The letter leaves your house with all of this information on it and the post offices pick apart these items first leaving your house then some first level inspection to broadly figure out is it leaving this post office, is it leaving this town, etc. a number of decisions and sorts along the way to get it to the postal person for that street/area and they sort it by house then deliver it.

The processor and the programmer (you indirectly but with a significant amount of help from the operating system) are you in your house, you have some reference material (your address book) of addresses to things (well lets say the operating system does not necessarily you) some of these things are just ram some are peripherals or control and status registers, etc. there is some boundary in the processor or outside where this flatish address space lives, that boundary is your yard between your house and your mailbox on the curb. the address is tossed onto this bus and then the postman takes over, layers of logic pick apart the address to determine where it needs to go back into the chip or out to peripherals or memory on the board.

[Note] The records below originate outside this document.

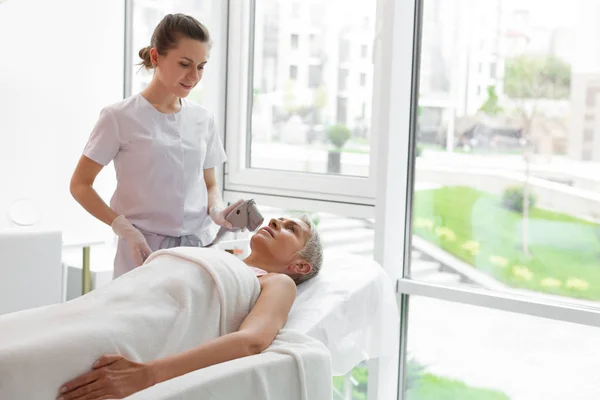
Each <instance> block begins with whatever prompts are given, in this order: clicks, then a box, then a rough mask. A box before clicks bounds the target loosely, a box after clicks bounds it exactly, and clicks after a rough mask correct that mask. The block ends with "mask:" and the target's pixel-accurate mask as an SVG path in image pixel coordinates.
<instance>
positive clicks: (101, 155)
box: [83, 108, 120, 166]
mask: <svg viewBox="0 0 600 400" xmlns="http://www.w3.org/2000/svg"><path fill="white" fill-rule="evenodd" d="M119 148H120V136H119V125H118V124H117V119H116V118H115V116H114V115H113V113H112V112H111V111H109V110H108V109H106V108H105V109H103V110H102V112H100V118H98V122H96V126H94V130H93V131H92V133H91V134H90V138H89V139H88V142H87V144H86V146H85V148H84V150H83V155H84V156H86V157H88V158H89V159H91V160H93V161H95V162H97V163H98V164H101V165H104V166H107V165H108V164H109V163H110V162H111V161H112V160H113V159H114V158H115V156H116V155H117V152H118V151H119Z"/></svg>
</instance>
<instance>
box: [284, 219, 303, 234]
mask: <svg viewBox="0 0 600 400" xmlns="http://www.w3.org/2000/svg"><path fill="white" fill-rule="evenodd" d="M277 219H278V220H280V221H281V222H283V223H284V224H286V223H288V222H291V223H292V224H293V225H294V227H296V228H298V229H296V232H295V233H296V235H298V234H301V235H304V229H302V227H301V226H300V224H298V223H297V222H296V221H294V220H293V219H284V218H281V217H280V218H277Z"/></svg>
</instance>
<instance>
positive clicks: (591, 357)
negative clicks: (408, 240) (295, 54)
mask: <svg viewBox="0 0 600 400" xmlns="http://www.w3.org/2000/svg"><path fill="white" fill-rule="evenodd" d="M417 4H418V2H417ZM421 8H422V13H421V18H420V19H419V21H420V24H418V28H420V32H421V41H420V46H419V54H420V64H419V65H418V69H417V70H416V72H418V74H414V75H413V78H414V77H416V76H419V89H418V92H416V93H418V97H417V96H414V97H413V103H414V104H417V105H418V107H416V110H415V111H416V112H415V113H414V114H415V117H416V121H415V124H414V125H415V126H414V134H413V138H414V139H415V148H414V150H415V157H416V159H415V160H414V185H413V186H414V192H413V193H412V207H411V208H410V212H411V219H412V231H411V233H412V235H411V240H410V242H411V244H412V247H411V251H410V253H409V254H410V257H409V258H410V268H407V269H405V279H404V280H403V282H402V284H401V285H400V286H401V289H400V290H401V291H404V292H408V293H410V294H412V295H413V296H410V299H408V300H407V301H408V304H409V308H408V310H409V312H408V318H405V319H404V320H403V322H404V323H405V324H407V330H408V335H407V340H406V342H405V343H404V346H405V348H404V356H405V357H404V358H403V359H404V364H403V365H404V367H405V368H404V383H405V389H406V391H405V396H406V397H405V398H408V399H421V398H477V399H520V398H527V399H547V398H565V399H566V398H568V399H592V398H597V397H599V396H600V387H599V386H598V378H597V377H596V376H594V375H593V374H592V375H589V374H587V373H586V371H590V370H596V369H597V368H598V365H594V364H595V363H596V361H594V360H595V359H596V358H597V355H594V354H593V351H594V350H593V349H595V348H596V347H597V344H593V342H594V341H596V340H597V337H598V329H597V327H598V322H597V315H598V312H597V310H598V309H599V308H600V208H599V206H598V204H600V203H599V200H600V180H599V179H598V176H600V175H599V174H598V171H600V168H599V167H600V128H599V127H598V126H597V124H596V123H595V122H594V121H595V120H597V117H596V114H597V113H598V112H599V110H598V108H597V106H596V105H597V104H598V99H597V96H598V91H597V85H598V82H599V81H600V58H599V57H598V54H597V52H595V51H591V49H594V48H595V47H596V46H597V41H598V38H599V36H598V30H597V26H598V22H599V21H600V4H598V3H596V2H576V3H573V2H568V1H555V2H551V3H548V2H540V1H533V0H531V1H519V2H513V1H489V2H488V1H486V2H481V1H476V0H467V1H462V0H443V1H442V0H423V2H422V4H421ZM523 16H527V18H523ZM418 31H419V29H417V32H418ZM404 284H406V285H405V286H403V285H404ZM421 294H422V295H424V296H428V297H429V296H431V297H437V298H439V299H442V300H434V299H431V298H428V297H421V296H414V295H421ZM445 300H451V301H445ZM457 302H462V303H468V304H473V305H484V306H487V307H488V308H481V307H473V306H471V305H464V304H458V303H457ZM496 309H503V310H506V311H510V312H506V311H498V310H496ZM519 314H529V315H519ZM532 315H533V316H532ZM536 316H543V317H547V318H549V319H553V320H555V321H552V320H549V319H546V318H538V317H536ZM565 321H575V322H579V323H580V324H581V325H580V324H571V323H569V322H565ZM584 325H593V326H595V328H592V327H588V326H584ZM575 365H577V367H575ZM546 366H550V367H546ZM575 371H577V372H575ZM423 396H424V397H423ZM428 396H429V397H428Z"/></svg>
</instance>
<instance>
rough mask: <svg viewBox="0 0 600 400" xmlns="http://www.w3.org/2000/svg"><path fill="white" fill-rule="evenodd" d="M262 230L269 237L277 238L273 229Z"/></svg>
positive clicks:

So generically yes address can point to things in the cpu and to things outside the cpu. Hardware designers generally dont like to make the work excessively difficult so usually one or a chunk of consecutive bits in the address are used to route the transaction. some high bits might determine on chip or off for example and then some next bits down might determine ram from peripherals, and then once routed to a periperhals some more bits down may determine where in the peripheral. there are also generally gaps do an lspci and look at the address ranges, just because a peripheral wants 32MB doesnt mean it has 32mb worth of individual things to talk to, it is just a nice power of 2 for logic to make decisions on once at the peripheral they may be wasteful if they choose with those bits for accessing a small number of things or efficient.

again the operating system, layered itself, has directly or indirectly the knowledge about that board and processor and generally hides it from you, you normally dont just poke a uart register, you instead call a function at the application layer which calls kernel functions which then eventually get to those registers that make the signals wiggle on the uart or whatever interface. mmus if you have one virtualize addresses so that your application or every application may feel like it starts at some address like 0x0000 and has 0x000 to N bytes of memory to itself so that all programs can be compiled the same way but a translation in hardware and software (operating system) convert your 0x1234 address to some other address before it hits that magic boundary where it leaves the house and hits the mailbox in the post office domain where they just follow the rules for delivery same way every time (hardware).